In a letter to the U.N. secretary-general, sent on behalf of the Pope by Cardinal Angelo Sodano, the Vatican secretary of state stresses "the need for an international and independent Authority" capable of "leading the human family in peace towards the rule of law."
"The recent Iraqi crisis has drawn attention to the need for a greater commitment to the principles set forth in the United Nations Charter, in order to avoid unilateral actions which could lead to the weakening of international law and existing agreements," the cardinal says in the letter to Kofi Annan.
The letter, dated June 5 and published today by the Vatican press office, begins by referring to recent Security Council Resolution 1483 regarding the rebuilding of Iraq.
According to Cardinal Sodano, this agreement, which followed the divisions at the heart of the international community caused by the war, "can be considered the beginning of a reconfirmation of the validity of the mission of the United Nations Organization as stipulated by the Charter of 1945."
After revealing that he was writing the letter because John Paul II asked him to emphasize "the fundamental role of the United Nations Organization at the present time," Cardinal Sodano recalls the numerous papal pronouncements calling for "an international and independent Authority capable of serving not only as a mediator in potential conflicts but also as a guide for all humanity, leading the human family in peace towards the rule of law."

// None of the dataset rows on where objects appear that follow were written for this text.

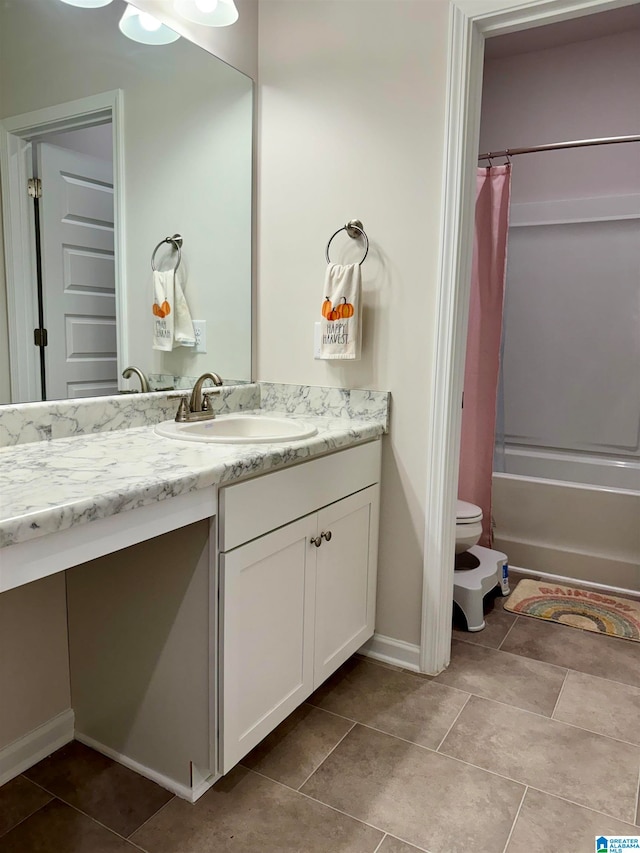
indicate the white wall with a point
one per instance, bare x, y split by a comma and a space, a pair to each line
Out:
577, 91
34, 656
188, 163
352, 125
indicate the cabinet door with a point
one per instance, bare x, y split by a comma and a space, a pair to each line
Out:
266, 634
345, 579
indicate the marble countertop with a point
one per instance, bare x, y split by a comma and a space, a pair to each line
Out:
48, 486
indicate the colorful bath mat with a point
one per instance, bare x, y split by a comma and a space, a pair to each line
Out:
579, 608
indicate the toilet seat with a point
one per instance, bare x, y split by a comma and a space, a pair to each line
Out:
467, 513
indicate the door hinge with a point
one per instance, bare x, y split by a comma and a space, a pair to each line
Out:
40, 337
34, 188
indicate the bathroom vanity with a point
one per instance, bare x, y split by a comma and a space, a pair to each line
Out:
215, 587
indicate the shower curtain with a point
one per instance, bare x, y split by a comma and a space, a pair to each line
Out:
483, 341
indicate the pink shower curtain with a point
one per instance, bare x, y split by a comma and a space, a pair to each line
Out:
483, 341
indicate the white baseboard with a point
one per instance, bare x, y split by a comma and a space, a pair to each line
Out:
36, 745
569, 580
185, 792
395, 652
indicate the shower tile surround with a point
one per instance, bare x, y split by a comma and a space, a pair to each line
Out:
118, 464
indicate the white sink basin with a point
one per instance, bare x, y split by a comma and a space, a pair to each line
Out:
237, 429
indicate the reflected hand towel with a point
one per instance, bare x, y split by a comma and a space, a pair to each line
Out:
172, 325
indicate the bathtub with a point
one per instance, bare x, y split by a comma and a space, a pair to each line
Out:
570, 516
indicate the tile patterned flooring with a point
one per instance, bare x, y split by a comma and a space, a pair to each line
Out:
529, 741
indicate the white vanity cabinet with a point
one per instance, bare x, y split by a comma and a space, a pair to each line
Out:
297, 562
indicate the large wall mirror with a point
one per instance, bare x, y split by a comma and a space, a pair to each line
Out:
132, 143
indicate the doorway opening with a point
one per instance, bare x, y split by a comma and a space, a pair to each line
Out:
62, 250
470, 24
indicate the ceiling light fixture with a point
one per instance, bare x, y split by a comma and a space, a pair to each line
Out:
87, 4
144, 28
209, 13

To support his position, the cardinal mentions Pope John XXIII's 1963 encyclical "Pacem in Terris," in which he "clearly stated that the moral order itself calls for the establishment of a universal public Authority."
Cardinal Sodano goes on to mention John Paul II's October 1995 address before the U.N. General Assembly, when he "expressed the hope that the United Nations Organization ... become a moral center where all the nations of the world feel at home and develop a shared awareness of being, as it were, a 'family of nations.'"
"The Holy See is confident that the United Nations Organization will be able to develop more efficient and concerted forms of cooperation which will enable world leaders to join in combating situations of injustice and oppression, leading to hostility between peoples," the letter states.
Lastly, Cardinal Sodano thanked Kofi Annan for his demonstrated commitment "to foster international peace, dialogue and cooperation."